The Long Melford-Hadleigh Light Railway, described as a "tramway", was put forward as a means of linking all the villages along this section of the Brett to form a channel for transporting farm produce to markets further afield. It was designed as a low-cost local service, rather than on the more ambitious lines of earlier schemes. Unlike them, too, we have extensive reports of the debate that followed the publication of the proposals.

Both the East Anglian Daily Times and the Suffolk Free Press carried lengthy accounts of the public inquiry. On March 7, 1900, the newspapers reported that most of the local population supported the plans, and perhaps more crucially that the major landowners were in favour. Indeed, the promoters included the Rev Sir William Hyde Parker, Sir Cuthbert Quilter MP, and Col Scudamore of Chelsworth Hall. Col Fred Pocklington was one of a few objectors, and was satisfied with an assurance that the line would be taken fifty yards further north of the village. The others received short shrift from the President of the inquiry.

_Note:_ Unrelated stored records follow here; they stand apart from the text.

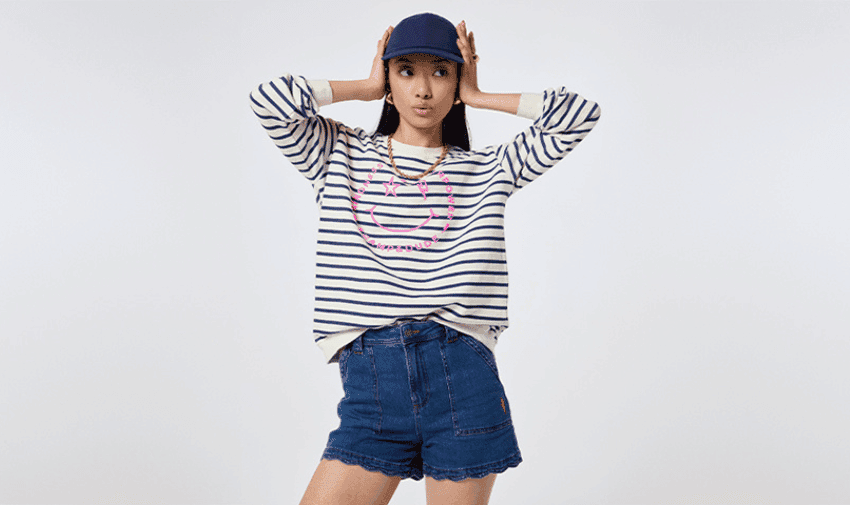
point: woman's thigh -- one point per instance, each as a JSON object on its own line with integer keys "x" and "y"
{"x": 467, "y": 491}
{"x": 335, "y": 483}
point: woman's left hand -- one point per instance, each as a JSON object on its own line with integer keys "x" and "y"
{"x": 468, "y": 85}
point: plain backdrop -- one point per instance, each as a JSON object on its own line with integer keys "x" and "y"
{"x": 679, "y": 284}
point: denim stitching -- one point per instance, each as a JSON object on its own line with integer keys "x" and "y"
{"x": 378, "y": 421}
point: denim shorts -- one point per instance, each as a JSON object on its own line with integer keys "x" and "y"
{"x": 422, "y": 399}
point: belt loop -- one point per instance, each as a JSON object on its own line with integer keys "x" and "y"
{"x": 451, "y": 334}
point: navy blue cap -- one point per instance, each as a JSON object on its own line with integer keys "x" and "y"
{"x": 424, "y": 33}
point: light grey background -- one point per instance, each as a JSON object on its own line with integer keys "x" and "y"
{"x": 679, "y": 283}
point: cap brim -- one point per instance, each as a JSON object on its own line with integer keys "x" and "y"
{"x": 423, "y": 50}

The President in due course approved the scheme - and there the story ends. Presumably the project failed because investors could not be persuaded to put up the money necessary to finance the railway. In any event, no railway has ever been built through Chelsworth, and no Beeching axe has come afterwards to leave us with an empty track.

Just one niggling question remains in my mind. Just as I wonder where the Roman Road to Colchester crossed Chelsworth, and where the original Chelsworth Hall stood - I ask myself: where would any of these would-be entrepreneurs have built our station on their line ? Would the Peacock Inn have become the Station Hotel ? The plans say nothing on the subject ... perhaps most of them never meant to stop the trains here at all, but just to rattle through heedlessly.